6. That Long was the first man to intentionally produce anæsthesia for surgical operations, and that this was done with sulphuric ether in 1842.
7. That Long did not by accident hit upon it, but that he reasoned it out in a philosophic and logical manner.
8. That Wells, without any knowledge of Long’s labors, demonstrated in the same philosophic way the great principle of anæsthesia by the use of nitrous oxide gas (1844).
9. That Morton intended to follow Wells in using the gas as an anæsthetic in dentistry, and for this purpose asked Wells to show him how to make the gas (1846).
10. That Wells referred Morton to Jackson for this purpose, as Jackson was known to be a scientific man and an able chemist.
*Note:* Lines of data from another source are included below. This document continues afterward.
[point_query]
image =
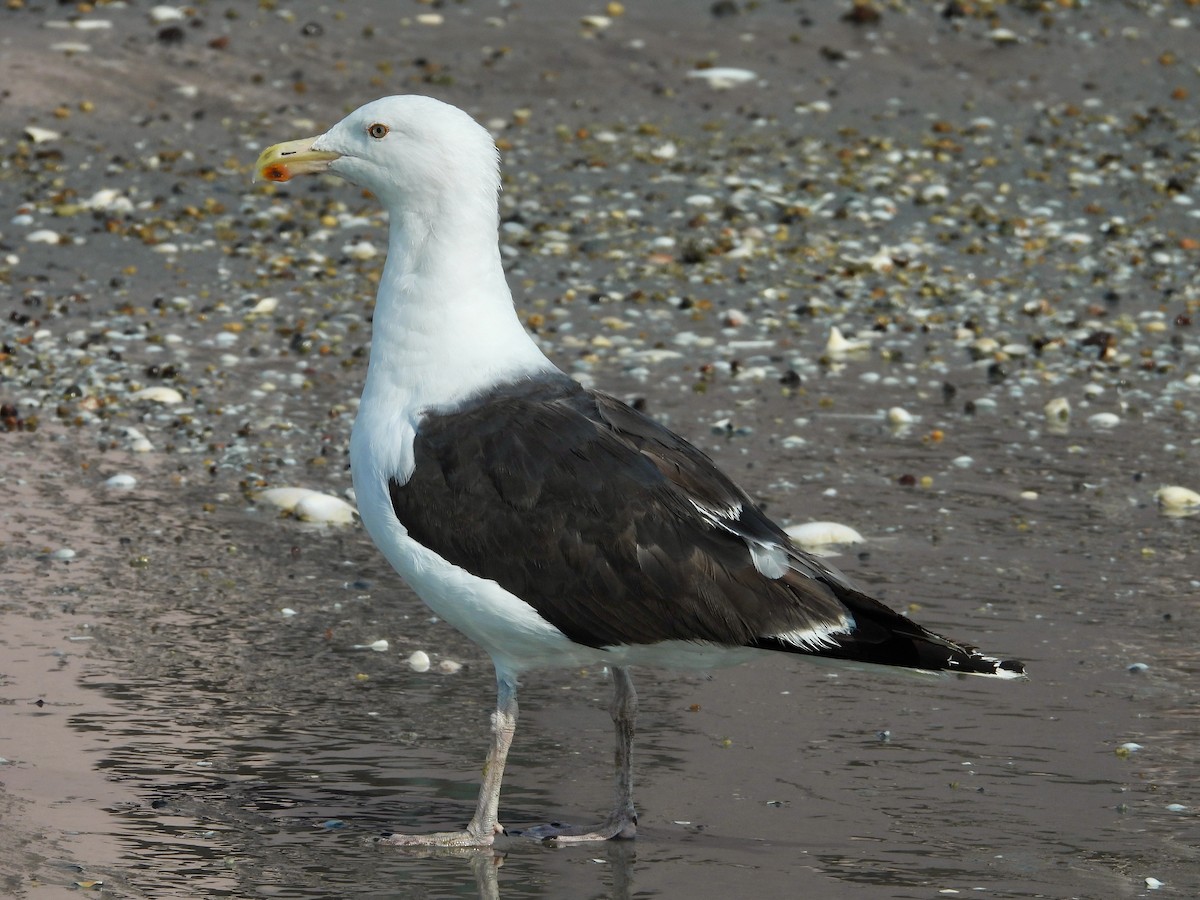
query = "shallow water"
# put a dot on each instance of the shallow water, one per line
(168, 731)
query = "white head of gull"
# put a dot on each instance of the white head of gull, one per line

11. That Morton called on Jackson for information on the subject, and that Jackson told Morton to use sulphuric ether instead of nitrous oxide gas, as it was known to possess the same properties, was as safe, and easier to get.
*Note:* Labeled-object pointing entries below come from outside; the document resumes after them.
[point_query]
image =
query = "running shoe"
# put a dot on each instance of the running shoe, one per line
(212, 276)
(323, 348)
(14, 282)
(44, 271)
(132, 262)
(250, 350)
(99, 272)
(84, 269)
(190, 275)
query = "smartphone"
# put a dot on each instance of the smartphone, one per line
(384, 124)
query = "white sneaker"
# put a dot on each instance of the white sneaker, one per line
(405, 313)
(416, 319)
12. That Morton, acting upon Jackson’s off-hand suggestion, used the ether successfully in the extraction of teeth (1846).
13. That Warren and Hayward and Bigelow performed important surgical operations in the Massachusetts General Hospital (October, 1846) on patients etherized by Morton, and that this introduced and popularized the practice throughout the world.
Anthracite Coal
Anthracite coal was first experimentally burned, and its value as a fuel and marketable commodity tested, in the old Fell House, Wilkesbarre, Pennsylvania, in February, 1808. The experiment was conducted in a very primitive sort of grate built for the purpose by Judge Jesse Fell, then one of the leading men in the community. He had written in letters to relatives describing the achievement, and for some time had contended that if properly ignited the “stone coal,” as it was then called, would burn, but his friends laughed at him. Nevertheless he studied the problem until he decided that it was necessary to have a draft to keep it burning. He then had the grate built of ten-inch bars, forming the front and bottom of a box that he set in brick, and in this he placed the stone coal, lighting it from below by means of splinters of wood and keeping up such a draft with a bellows that the coal soon glowed red hot. He found, too, that when red hot it quickly ignited other coal placed upon it, and, proud of his success, he told his neighbors. They would not believe him until they had, as he wrote, “ocular demonstration of the fact.” Day after day the old room in the tavern was crowded with the people of the little village and the travellers who passed through, and soon to all parts of the region where outcroppings of coal had been discovered the news was borne.